The reduction was strictly a business move, the company says, because the automaker had to shuffle its North American production plans after deciding in August to also build a U.S. plant with partner Mazda.
Didier Leroy, executive vice president of Toyota Motor Corp., said initial investment at the factory in the state of Guanajuato in central Mexico was trimmed to $700 million from $1 billion after the plant's product changed. But he said there's no reason why the factory can't be expanded in the future.
"We are not moving production back to the U.S.," Leroy said on the sidelines of the Tokyo Motor Show last week. "We are not doing any kind of political game."
Some Mexican media outlets suggested last week that the "Trump effect" could have influenced Toyota's decision to trim investment in Guanajuato to keep out of the president's crosshairs.
As president-elect in January, Donald Trump targeted Toyota's Mexico plans in a Twitter message: "Build plant in U.S. or pay big border tax." Since then, the president has praised the company's U.S. venture with Mazda.

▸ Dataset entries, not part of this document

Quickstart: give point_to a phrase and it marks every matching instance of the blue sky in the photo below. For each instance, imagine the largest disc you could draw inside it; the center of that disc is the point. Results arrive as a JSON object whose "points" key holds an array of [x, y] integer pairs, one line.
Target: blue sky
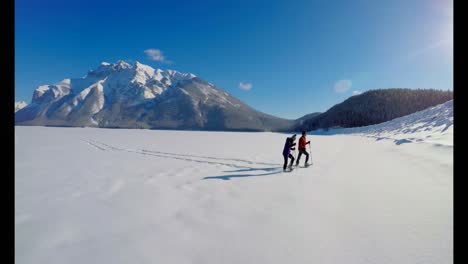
{"points": [[286, 58]]}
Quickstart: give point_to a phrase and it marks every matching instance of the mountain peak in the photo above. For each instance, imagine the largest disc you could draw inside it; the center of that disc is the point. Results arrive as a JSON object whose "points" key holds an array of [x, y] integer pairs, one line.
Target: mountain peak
{"points": [[121, 65]]}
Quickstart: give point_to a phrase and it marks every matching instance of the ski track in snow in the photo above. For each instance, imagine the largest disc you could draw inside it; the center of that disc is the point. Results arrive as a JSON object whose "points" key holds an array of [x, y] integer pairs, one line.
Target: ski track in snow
{"points": [[204, 159], [133, 196]]}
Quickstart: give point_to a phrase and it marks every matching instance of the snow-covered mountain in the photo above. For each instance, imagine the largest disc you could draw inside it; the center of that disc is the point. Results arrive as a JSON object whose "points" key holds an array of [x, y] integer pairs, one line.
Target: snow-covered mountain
{"points": [[139, 96], [432, 125], [20, 105]]}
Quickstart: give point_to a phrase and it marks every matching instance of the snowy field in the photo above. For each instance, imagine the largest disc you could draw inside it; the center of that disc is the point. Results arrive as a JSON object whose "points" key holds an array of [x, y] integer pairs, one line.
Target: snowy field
{"points": [[85, 195]]}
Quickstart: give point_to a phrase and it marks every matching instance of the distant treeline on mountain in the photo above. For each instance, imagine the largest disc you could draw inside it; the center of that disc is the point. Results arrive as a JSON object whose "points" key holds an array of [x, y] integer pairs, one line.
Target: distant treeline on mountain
{"points": [[376, 106]]}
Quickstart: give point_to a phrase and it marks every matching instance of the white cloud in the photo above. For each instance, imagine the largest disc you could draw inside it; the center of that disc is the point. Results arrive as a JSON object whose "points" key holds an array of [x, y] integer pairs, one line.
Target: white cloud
{"points": [[342, 86], [245, 86], [156, 55]]}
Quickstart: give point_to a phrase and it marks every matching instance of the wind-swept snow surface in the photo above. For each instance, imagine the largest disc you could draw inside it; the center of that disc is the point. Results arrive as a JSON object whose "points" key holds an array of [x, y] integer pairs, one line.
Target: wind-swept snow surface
{"points": [[86, 195]]}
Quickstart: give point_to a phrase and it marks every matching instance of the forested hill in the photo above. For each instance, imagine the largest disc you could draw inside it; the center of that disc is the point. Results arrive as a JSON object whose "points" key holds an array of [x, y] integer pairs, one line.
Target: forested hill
{"points": [[376, 106]]}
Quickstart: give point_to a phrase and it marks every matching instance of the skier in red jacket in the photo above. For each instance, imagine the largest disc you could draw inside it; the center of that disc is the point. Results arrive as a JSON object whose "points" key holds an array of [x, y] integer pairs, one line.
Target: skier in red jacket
{"points": [[302, 144]]}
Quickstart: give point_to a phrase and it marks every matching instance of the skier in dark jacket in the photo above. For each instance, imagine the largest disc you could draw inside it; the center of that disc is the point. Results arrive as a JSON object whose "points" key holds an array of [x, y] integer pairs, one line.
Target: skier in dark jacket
{"points": [[288, 146], [302, 144]]}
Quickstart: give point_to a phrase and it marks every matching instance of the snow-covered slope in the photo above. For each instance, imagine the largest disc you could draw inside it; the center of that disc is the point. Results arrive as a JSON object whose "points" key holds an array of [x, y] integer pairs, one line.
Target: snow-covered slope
{"points": [[138, 96], [87, 195], [433, 125], [20, 105]]}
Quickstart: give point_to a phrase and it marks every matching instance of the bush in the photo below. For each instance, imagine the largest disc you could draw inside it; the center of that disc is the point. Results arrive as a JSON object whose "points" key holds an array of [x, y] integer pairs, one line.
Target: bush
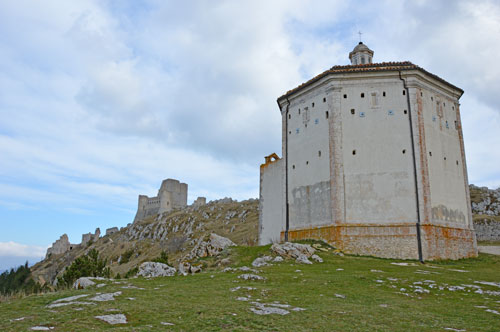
{"points": [[163, 258], [17, 280], [126, 256], [90, 265]]}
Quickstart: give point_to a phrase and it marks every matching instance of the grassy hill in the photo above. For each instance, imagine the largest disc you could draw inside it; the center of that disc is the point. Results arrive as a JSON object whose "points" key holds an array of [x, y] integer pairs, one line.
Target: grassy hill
{"points": [[347, 293]]}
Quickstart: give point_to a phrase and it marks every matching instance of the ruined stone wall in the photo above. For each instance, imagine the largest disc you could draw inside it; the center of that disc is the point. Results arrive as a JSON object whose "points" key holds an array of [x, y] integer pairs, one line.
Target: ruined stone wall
{"points": [[271, 202], [487, 229]]}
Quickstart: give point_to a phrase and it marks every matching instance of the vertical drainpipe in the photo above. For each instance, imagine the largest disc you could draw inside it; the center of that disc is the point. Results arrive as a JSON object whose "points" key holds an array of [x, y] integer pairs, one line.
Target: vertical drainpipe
{"points": [[419, 238], [287, 219]]}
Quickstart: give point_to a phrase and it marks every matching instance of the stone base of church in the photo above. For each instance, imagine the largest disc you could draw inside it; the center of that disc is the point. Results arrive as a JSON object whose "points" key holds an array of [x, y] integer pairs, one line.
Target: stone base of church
{"points": [[393, 241]]}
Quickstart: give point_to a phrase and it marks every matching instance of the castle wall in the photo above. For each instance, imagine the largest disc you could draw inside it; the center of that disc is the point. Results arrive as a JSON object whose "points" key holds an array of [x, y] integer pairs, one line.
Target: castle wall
{"points": [[271, 202]]}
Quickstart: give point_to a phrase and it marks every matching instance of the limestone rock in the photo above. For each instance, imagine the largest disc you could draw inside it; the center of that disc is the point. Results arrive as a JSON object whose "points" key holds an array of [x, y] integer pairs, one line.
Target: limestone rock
{"points": [[106, 297], [212, 247], [302, 259], [153, 269], [60, 246], [111, 231], [316, 258], [293, 250], [113, 319], [83, 282], [261, 261], [248, 276]]}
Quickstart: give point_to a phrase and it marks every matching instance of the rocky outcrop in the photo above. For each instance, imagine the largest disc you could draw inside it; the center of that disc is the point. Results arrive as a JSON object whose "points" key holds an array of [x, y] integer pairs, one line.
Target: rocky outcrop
{"points": [[59, 247], [209, 247], [153, 269], [86, 238], [111, 231]]}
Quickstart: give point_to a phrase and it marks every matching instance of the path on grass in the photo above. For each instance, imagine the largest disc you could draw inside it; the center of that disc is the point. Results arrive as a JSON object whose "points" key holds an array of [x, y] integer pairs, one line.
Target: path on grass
{"points": [[494, 250]]}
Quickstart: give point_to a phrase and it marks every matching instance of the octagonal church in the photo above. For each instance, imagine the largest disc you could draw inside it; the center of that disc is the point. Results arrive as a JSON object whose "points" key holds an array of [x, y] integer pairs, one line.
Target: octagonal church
{"points": [[372, 162]]}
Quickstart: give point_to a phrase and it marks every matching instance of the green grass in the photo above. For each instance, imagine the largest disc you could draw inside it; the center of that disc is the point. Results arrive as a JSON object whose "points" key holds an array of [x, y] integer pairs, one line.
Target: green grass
{"points": [[204, 302]]}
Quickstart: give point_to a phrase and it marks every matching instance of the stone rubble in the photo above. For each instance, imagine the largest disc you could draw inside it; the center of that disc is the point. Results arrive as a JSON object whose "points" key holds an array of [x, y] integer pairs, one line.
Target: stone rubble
{"points": [[154, 269], [106, 297], [113, 319], [248, 276]]}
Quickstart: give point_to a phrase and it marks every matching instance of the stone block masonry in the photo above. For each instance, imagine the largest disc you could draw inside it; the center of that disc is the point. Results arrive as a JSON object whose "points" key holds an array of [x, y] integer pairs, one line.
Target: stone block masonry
{"points": [[172, 194]]}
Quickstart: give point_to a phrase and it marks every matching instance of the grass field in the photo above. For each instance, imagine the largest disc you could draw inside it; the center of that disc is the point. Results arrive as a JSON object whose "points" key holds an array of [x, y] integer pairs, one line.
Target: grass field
{"points": [[347, 293]]}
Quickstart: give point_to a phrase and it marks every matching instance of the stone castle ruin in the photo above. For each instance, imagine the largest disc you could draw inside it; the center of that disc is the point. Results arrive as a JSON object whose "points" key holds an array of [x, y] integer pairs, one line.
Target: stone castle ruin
{"points": [[172, 194], [373, 163]]}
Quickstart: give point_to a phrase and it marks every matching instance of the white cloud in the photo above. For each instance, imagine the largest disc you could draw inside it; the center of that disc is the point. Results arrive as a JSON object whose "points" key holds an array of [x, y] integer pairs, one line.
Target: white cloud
{"points": [[21, 250]]}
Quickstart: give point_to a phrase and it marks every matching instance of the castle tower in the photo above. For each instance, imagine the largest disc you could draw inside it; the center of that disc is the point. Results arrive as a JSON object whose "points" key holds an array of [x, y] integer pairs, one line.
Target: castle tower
{"points": [[373, 163]]}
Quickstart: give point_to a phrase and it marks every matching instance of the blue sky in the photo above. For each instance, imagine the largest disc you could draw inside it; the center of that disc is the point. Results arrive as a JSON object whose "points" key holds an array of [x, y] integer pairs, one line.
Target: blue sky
{"points": [[101, 100]]}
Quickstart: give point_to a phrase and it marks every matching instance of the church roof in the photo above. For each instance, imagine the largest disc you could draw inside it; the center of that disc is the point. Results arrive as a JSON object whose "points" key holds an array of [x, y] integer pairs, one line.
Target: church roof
{"points": [[370, 67]]}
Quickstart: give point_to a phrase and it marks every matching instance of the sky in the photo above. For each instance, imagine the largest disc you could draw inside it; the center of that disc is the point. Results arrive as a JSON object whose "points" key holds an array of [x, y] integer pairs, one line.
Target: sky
{"points": [[101, 100]]}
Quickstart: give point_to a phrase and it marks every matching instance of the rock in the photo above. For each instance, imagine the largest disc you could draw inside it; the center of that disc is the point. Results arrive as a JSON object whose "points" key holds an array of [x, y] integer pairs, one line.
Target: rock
{"points": [[153, 269], [113, 319], [316, 258], [212, 247], [106, 297], [261, 261], [292, 250], [111, 231], [248, 276], [83, 282], [42, 328], [302, 259], [60, 246]]}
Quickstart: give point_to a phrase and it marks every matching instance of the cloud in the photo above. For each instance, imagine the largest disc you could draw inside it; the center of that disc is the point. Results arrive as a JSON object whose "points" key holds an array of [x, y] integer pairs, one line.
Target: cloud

Toyota is cutting capacity in Guanajuato by half to 100,000 vehicles a year after the product shifted from the Corolla sedan to the Tacoma pickup. The Corolla is now slated to be built at the Toyota-Mazda joint plant because it's a good fit with the small crossover Mazda intends to build there, Toyota officials have said.
With Corolla production shifted out of Guanajuato, Toyota had to decide what to build there. The Tacoma made the most sense because Toyota has struggled to meet U.S. demand for the pickup.
Toyota's pickup plant in Texas, where it also makes the full-size Tundra, has been running overtime, and its Tacoma plant in Baja California, Mexico, runs three shifts.
"We didn't change our mind with Mexico," Leroy said. "We just said, OK, what is the need now? It's trucks. Let's produce trucks. We can have a hub between Texas, Baja California and the new plant in Mexico. In these three different locations we will produce Tundra and Tacoma, which is the best in terms of global supply for the North American market."
Toyota was also boxed in because it was in the middle of an expansion at the Baja plant to increase capacity to 160,000 pickups a year from 100,000. That expansion is almost complete.
Leroy said Toyota could take another look at the Guanajuato plant down the road.
"We still have the possibility to increase in the future," he said. "But don't ask me now when or by how many. Let's start the plant and see what will be the next step."